Re: [PATCH v2 1/2] sched/fair: Fix how load gets propagated from cfs_rq to its sched_entity

From: Peter Zijlstra
Date: Thu May 04 2017 - 06:58:16 EST


On Thu, May 04, 2017 at 10:49:51AM +0100, Dietmar Eggemann wrote:
> On 04/05/17 07:21, Peter Zijlstra wrote:
> > On Thu, May 04, 2017 at 07:51:29AM +0200, Peter Zijlstra wrote:
> >
> >> Urgh, and my numbers were so pretty :/
> >
> > Just to clarify on how to run schbench, I limited to a single socket (as
> > that is what you have) and set -t to the number of cores in the socket
> > (not the number of threads).
> >
> > Furthermore, my machine is _idle_, if I don't do anything, it doesn't do
> > _anything_.
> >
>
> I can't recreate this problem running 'numactl -N 0 ./schbench -m 2 -t
> 10 -s 10000 -c 15000 -r 30' on my E5-2690 v2 (IVB-EP, 2 sockets, 10
> cores / socket, 2 threads / core)
>
> I tried tip/sched/core comparing running in 'cpu:/' and 'cpu:/foo' and

I'm running tip/master (I think, possibly with the numa topology fixes
in, which should be no-op on the EP).

Also, I run debian sysvinit, so nobody creating cgroups I don't know about.

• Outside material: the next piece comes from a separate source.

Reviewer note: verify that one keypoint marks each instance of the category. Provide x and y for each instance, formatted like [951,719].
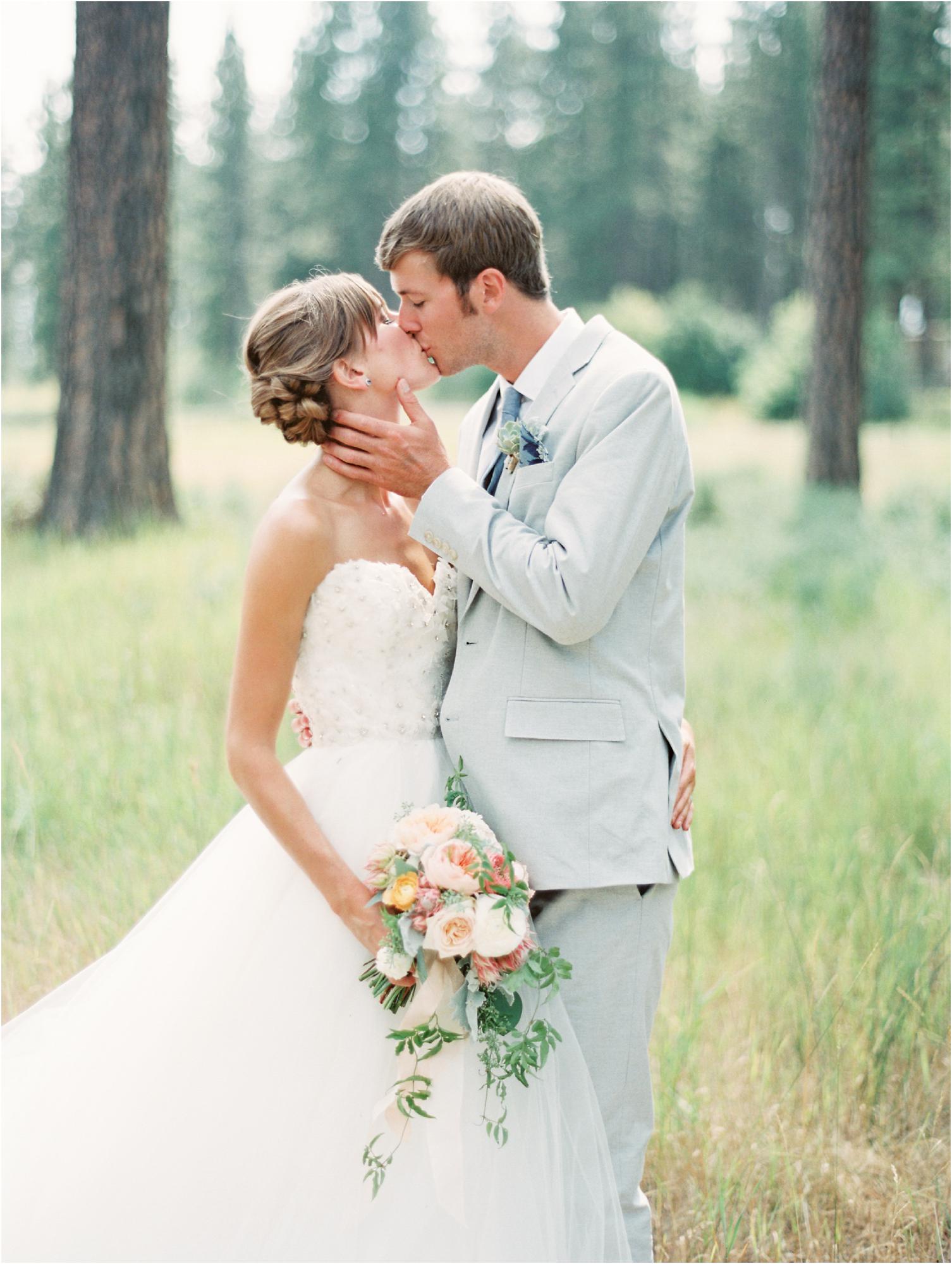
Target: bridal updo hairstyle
[293,343]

> using your patch on top with all the combinations of {NO_}FUDGE,
> {NO_}FUDGE2 with prop_type=shares_avg or prop_type_runnable.
>
> Where you able to see the issue on tip/sched/core w/o your patch on your
> machine?

I see the 99.5th percentile shoot up when I run it in a cgroup.
With FUDGE2 its all good again like not using cgroups.



But yes, last time I played with schbench (when prodding at
select_idle_sibling) the thing was finicky too, I never quite got the same
numbers Chris did. But in the end we found something that worked
at both ends.